Vanaf deze parking aan de rand van de N67 ideaal gelegen in het hart van het Brackvenn moeras met onder meer het Nahtsief, Puzen, de Fagne Plate (Platte Venn) en de Koninklijke Veengebieden (Königliches Torfmoor), starten vele wandelroutes.
Dit is een wandeling die liefhebbers van de vennen zou moeten aanspreken, aangezien het verschillende mooie veengebieden doorkruist, zoals het Nahtsief of de Allgemeines Venn.

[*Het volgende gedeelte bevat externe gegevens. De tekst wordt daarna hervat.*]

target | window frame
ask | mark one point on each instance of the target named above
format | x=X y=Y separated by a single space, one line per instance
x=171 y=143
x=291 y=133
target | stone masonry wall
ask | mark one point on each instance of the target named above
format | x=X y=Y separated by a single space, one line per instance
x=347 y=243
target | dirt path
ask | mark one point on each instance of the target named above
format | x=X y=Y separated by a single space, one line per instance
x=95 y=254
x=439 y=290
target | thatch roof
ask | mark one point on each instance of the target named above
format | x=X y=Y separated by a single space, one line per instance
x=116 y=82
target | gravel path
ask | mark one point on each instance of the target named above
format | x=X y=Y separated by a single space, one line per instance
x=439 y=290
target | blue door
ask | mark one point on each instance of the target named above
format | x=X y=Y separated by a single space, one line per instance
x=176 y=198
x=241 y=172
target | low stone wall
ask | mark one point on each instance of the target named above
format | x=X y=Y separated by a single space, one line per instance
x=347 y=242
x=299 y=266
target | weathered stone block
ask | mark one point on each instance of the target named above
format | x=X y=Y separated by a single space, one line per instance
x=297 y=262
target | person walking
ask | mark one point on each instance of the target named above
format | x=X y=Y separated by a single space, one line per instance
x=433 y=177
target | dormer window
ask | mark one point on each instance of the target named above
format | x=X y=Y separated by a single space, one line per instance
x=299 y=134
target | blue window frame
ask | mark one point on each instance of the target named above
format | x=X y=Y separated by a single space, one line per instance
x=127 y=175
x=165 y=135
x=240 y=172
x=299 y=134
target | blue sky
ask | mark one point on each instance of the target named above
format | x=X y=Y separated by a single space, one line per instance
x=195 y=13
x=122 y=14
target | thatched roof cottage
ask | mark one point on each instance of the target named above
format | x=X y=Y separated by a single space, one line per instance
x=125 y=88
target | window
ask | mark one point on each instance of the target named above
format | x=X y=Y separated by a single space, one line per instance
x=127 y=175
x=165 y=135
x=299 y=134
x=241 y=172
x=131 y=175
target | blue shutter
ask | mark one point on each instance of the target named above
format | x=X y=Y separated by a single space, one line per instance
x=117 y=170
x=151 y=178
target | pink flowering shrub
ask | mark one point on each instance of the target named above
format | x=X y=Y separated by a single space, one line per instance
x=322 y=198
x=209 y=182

" Bijna 3 kilometer veenturfen ! "
Met daarnaast een klein uitstapje naar Duitsland, net achter de grens en dat nog steeds de ene of de andere leuke nieuwsgierigheid onthult: eerst de toren van Palsen met een heel mooi panorama dan het bed van Karel de Grote, het doel van deze rijden.
Op de terugweg zullen we nog de Entenpfuhl ontdekken, de eendenvijver voordat we de Brackvenn tussen de Nahtsief en Puzen, drassige heidevelden aan de bron van de Getzbach, een beek die naar het Eupenmeer leidt.
Deze kwartsietblokken bevinden zich op de Belgisch-Duitse grens nabij terminal 722 aan de Mützenich-zijde.
Volgens de legende rustte Karel de Grote daar tijdens zijn jachttochten in de bossen van deze regio.
Een tekst uit 1205 citeert de "Lectus Caroli Magni", die betrekking heeft op de grenzen van het grondgebied van de priorij Reichenstein.
Dit bosgebied ligt op de Belgisch-Duitse grens ten noorden van Mützenich. Het wordt doorkruist door een oude weg: de pelgrimsroute (Pilgerweg).
Op het kruispunt van de bospaden Eupenmeer - Mützenich en Konzen - Brackvenn staat deze houten overkapping met bank.
Het bevat houtsnijwerk van uilen en een lokale kaart verschijnt op het achterpaneel.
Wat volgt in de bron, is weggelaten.